Second Group Of Activision Blizzard Devs Successfully Unionize
A day after the US National Labor Relations Board denied Activision’s last-minute request to delay Blizzard Albany’s unionization vote, the NLRB opened the ballots to find all 14 votes in favor of unionization. With nearly 80 percent majority, Game Workers Alliance Albany is now Activision Blizzard’s second official union after the original Game Workers Alliance formed from Raven Software’s QA department earlier this year.
Much like Raven Software, Blizzard Albany’s QA team announced its intent to unionize in July, citing poor pay, work conditions, health benefits, and job security as their chief concerns. And just like with Raven, Activision Blizzard immediately began an anti-union campaign by hiring a union-busting law firm and demanding that all of Blizzard Albany vote on unionization rather than just its QA team.
The NLRB found that Blizzard Albany’s QA team constituted a "separate and distinct" department with separate supervision, distinct skills, and "notably lower wages than the excluded employees." Activision attempted to delay the vote, arguing again that all of Blizzard Albany should be included, but the NLRB once again ruled against Activision Blizzard and in favor of Game Workers Alliance Albany.

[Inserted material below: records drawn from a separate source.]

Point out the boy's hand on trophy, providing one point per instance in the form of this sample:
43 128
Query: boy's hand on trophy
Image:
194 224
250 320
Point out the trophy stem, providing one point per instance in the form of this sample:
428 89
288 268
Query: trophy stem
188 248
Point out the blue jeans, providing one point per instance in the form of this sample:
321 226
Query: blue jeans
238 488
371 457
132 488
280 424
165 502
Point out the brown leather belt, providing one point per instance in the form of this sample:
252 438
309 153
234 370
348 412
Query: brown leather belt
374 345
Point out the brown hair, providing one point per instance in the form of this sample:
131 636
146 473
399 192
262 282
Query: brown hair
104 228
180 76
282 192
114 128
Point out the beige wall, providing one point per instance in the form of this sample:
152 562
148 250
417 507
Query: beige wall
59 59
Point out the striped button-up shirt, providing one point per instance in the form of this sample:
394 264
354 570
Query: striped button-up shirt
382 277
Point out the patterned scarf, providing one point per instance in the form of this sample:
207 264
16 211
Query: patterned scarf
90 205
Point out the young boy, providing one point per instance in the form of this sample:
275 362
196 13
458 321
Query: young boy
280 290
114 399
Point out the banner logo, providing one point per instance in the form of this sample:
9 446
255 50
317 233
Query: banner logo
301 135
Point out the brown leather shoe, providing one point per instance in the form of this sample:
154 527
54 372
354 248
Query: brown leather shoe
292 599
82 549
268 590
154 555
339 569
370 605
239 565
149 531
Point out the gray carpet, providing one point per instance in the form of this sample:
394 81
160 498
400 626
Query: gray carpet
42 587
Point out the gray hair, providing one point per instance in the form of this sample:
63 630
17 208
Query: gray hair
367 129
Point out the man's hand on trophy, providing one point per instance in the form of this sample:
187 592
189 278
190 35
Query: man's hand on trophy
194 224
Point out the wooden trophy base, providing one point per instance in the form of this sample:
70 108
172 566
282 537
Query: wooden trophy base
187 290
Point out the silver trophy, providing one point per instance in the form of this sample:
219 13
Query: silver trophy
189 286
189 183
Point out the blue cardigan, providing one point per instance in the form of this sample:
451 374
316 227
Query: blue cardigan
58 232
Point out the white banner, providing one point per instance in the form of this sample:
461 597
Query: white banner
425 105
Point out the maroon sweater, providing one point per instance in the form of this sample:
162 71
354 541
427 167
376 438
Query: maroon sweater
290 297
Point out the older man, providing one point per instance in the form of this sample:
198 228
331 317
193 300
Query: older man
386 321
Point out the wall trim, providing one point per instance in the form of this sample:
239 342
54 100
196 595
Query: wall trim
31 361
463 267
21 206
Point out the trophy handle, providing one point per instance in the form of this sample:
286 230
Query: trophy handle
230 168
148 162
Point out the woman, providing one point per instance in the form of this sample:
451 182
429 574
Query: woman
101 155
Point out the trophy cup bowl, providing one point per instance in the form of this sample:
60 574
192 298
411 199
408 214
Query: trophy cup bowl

Despite the NLRB twice issuing rulings against Activision’s argument, the Call of Duty publisher is sticking to its guns in a prepared statement following the successful union vote. "We are considering all options, with a focus on what is best for all employees and to provide the best games for our millions of players," Activision wrote. "We still believe our entire Albany team should have the right to vote. This is about fundamental fairness and rights for every member of the team."
In response to its union win, Game Workers Alliance Albany issued a two-word statement: "We won!"
However, simply being recognized as a union by the NLRB doesn’t mean Albany has achieved total victory yet. Activision Blizzard has proven to be a contentious negotiator, with Game Workers Alliance still without a contract more than six months after holding its successful union vote.